The Canadian hacker, Karim Baratov, stood before a judge in San Francisco court this week where he entered his new guilty plea on charges that could land him in jail for a very long time. However, in the scope of what Baratov has done is advance the efforts of a scheme where he is believed to have been paid by members of Russia's Federal Security Service to hack Yahoo. In fact, as a hacker-for-hire, Baratov is believed to be a gateway for Russian agents to obtain data from Yahoo to spy on Russian entities, including US and Russian government officials and Russian journalists.

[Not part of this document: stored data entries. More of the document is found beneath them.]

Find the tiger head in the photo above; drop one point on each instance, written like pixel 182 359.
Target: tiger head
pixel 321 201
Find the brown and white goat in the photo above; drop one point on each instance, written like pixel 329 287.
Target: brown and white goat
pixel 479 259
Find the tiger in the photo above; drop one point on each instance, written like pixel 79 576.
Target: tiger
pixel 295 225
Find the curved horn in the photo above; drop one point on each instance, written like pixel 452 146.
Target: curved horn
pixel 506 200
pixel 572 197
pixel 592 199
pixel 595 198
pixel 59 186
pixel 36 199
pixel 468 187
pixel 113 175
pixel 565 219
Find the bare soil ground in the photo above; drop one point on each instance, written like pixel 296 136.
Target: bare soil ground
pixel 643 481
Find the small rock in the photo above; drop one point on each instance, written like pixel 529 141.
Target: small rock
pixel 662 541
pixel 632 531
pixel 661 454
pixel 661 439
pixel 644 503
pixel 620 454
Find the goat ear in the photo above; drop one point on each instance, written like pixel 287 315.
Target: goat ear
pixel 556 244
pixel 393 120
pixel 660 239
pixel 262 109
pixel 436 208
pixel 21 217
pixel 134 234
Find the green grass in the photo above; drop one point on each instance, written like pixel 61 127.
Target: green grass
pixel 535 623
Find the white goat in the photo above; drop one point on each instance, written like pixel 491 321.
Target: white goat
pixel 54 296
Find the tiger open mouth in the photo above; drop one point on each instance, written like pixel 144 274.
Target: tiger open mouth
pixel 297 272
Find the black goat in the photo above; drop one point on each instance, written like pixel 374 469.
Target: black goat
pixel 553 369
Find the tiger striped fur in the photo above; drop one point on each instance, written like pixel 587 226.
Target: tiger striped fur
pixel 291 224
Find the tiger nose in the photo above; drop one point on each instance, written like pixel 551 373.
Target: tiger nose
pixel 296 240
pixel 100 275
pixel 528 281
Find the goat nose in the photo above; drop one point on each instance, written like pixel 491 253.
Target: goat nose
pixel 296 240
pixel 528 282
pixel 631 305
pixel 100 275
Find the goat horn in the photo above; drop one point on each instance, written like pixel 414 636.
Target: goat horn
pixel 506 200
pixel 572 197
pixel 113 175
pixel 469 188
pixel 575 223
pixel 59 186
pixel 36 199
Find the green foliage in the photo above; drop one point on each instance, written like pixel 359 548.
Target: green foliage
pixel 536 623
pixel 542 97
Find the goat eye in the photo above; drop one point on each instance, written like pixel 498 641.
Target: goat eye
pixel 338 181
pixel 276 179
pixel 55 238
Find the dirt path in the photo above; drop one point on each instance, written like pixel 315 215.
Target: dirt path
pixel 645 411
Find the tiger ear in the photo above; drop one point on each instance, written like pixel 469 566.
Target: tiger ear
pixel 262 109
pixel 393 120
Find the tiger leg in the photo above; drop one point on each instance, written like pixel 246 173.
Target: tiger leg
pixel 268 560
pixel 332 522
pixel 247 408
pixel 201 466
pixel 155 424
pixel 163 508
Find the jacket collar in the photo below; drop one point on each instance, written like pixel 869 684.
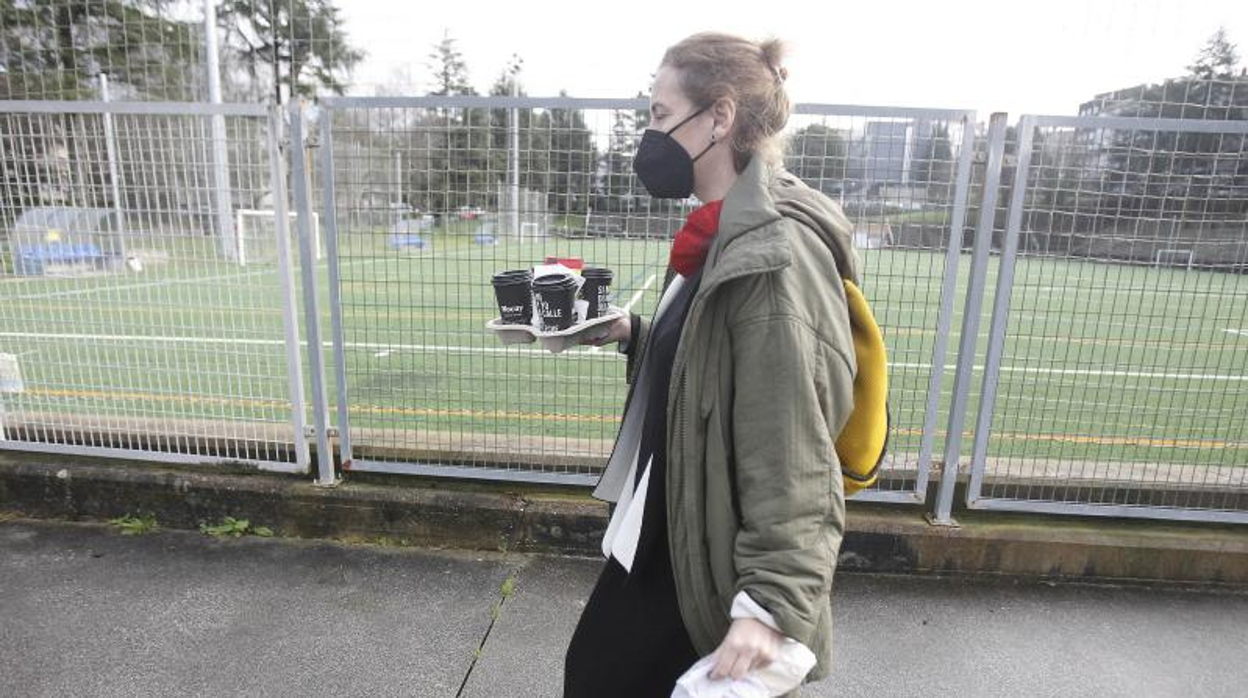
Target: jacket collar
pixel 743 225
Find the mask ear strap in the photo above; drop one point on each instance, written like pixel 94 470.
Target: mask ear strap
pixel 685 120
pixel 705 149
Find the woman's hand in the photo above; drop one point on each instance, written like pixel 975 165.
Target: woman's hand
pixel 617 331
pixel 748 646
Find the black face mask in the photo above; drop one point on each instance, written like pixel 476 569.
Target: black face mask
pixel 664 166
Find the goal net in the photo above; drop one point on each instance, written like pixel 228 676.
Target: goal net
pixel 1173 257
pixel 256 232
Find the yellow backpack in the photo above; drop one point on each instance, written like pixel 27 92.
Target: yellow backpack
pixel 864 440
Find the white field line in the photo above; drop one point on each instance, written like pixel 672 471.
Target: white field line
pixel 377 347
pixel 380 349
pixel 637 296
pixel 270 271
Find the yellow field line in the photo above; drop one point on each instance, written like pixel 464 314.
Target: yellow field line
pixel 1103 440
pixel 610 418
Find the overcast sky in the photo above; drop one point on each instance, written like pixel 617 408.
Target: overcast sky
pixel 1043 56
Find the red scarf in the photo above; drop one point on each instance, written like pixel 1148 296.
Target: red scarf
pixel 693 241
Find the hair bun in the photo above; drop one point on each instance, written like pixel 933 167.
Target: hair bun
pixel 773 53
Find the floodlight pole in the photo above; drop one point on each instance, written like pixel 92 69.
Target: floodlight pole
pixel 110 146
pixel 220 155
pixel 516 152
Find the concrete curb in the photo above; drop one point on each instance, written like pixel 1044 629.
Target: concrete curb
pixel 443 513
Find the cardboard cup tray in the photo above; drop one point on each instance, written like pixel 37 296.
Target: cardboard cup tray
pixel 554 341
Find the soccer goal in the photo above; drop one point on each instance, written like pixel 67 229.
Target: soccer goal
pixel 256 235
pixel 1173 257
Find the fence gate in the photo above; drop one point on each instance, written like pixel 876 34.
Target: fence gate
pixel 129 324
pixel 422 199
pixel 1113 381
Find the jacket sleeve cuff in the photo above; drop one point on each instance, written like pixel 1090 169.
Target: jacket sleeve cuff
pixel 745 607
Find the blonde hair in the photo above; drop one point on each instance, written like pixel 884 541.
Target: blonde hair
pixel 715 66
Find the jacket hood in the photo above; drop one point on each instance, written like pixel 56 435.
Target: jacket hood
pixel 764 194
pixel 794 200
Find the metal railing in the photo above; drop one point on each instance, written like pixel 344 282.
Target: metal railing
pixel 150 261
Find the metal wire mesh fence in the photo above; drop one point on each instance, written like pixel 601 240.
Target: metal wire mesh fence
pixel 127 325
pixel 431 196
pixel 1115 368
pixel 185 50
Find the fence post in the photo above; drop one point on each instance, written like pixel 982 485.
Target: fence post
pixel 1001 310
pixel 945 317
pixel 311 311
pixel 964 377
pixel 330 220
pixel 290 305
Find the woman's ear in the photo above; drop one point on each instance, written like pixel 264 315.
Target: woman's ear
pixel 724 113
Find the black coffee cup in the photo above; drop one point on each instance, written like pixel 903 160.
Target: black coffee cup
pixel 554 296
pixel 595 291
pixel 513 295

Hacker-for-hire could have deep-rooted ties with others
The hacker-for-hire scheme has been somewhat of an unknown tradition utilized by creative cybercrooks in efforts to get what they want by paying off someone with the know-how to attack certain entities. In the case of the Yahoo data breach, which has been a long drawn out process of tracking down the perpetrators and eventually uncovering the vastness of the attack, 500 million accounts are known to have been affected. Tracking down what is referred to as a state-sponsored actor looks to have been an effort that uncovered an attack that took place in 2014 on Yahoo. Baratov put himself in a vulnerable position by publishing photos of living a lavish lifestyle on Instagram further alerting officials and law enforcement. Eventually, Baratov was arrested in March and extradited to the U.S. with an initial not guilty plea. On his day in court, Baratov has pleaded guilty to the charges and faces significant time in prison.
Yahoo has been under the scrutiny of many onlookers due to their delayed response to confirm a data breach that took place more than three years ago uncovering details of over 500 million user accounts. Among the data scoured in the attack, Yahoo has confirmed many account credentials being spilled, which raised the risk of attackers utilizing the data to access millions of Yahoo user accounts.
Imagining hackers and cybercrooks having unadulterated access to millions of Yahoo accounts is reason to be alarmed. Not only should users of Yahoo be alarmed but after the Baratov being brought to justice many could join others to celebrate such a victory. Though, the celebration may be cut short in knowing that there are other culprits still on the loose who may have paid off Baratov to conduct his hacker duties to attack Yahoo in the first place.
Guilty Hacker faces big time to set example for other Cybercrooks
While Baratov has admitted his guilt in the Yahoo case, many other repercussions could lead to a political spin on the hacking matter. As such, the spokesperson for Russian President Vladimir Putin had to promptly dismiss the idea that Russia's Federal Security Service (FSB) employees could have been in involved in the Yahoo data breach. Part of Baratov's plea agreement was him admitting to hacking over 11,000 email accounts for the FSB and other customers before the Yahoo attack.
Even though today's news of Baratov finally getting his day on the stand of judgment in a court of law and admitting to the Yahoo attack, there are still others who hold some responsibility in the matter who remain at large. Baratov may be one of a few examples that law enforcement can make as he faces his sentencing in February 2018. Judge Vince Chhabria, stating in the courtroom during Baratov's plea, is claiming that Baratov could face up to 26 years in prison for his hacking actions.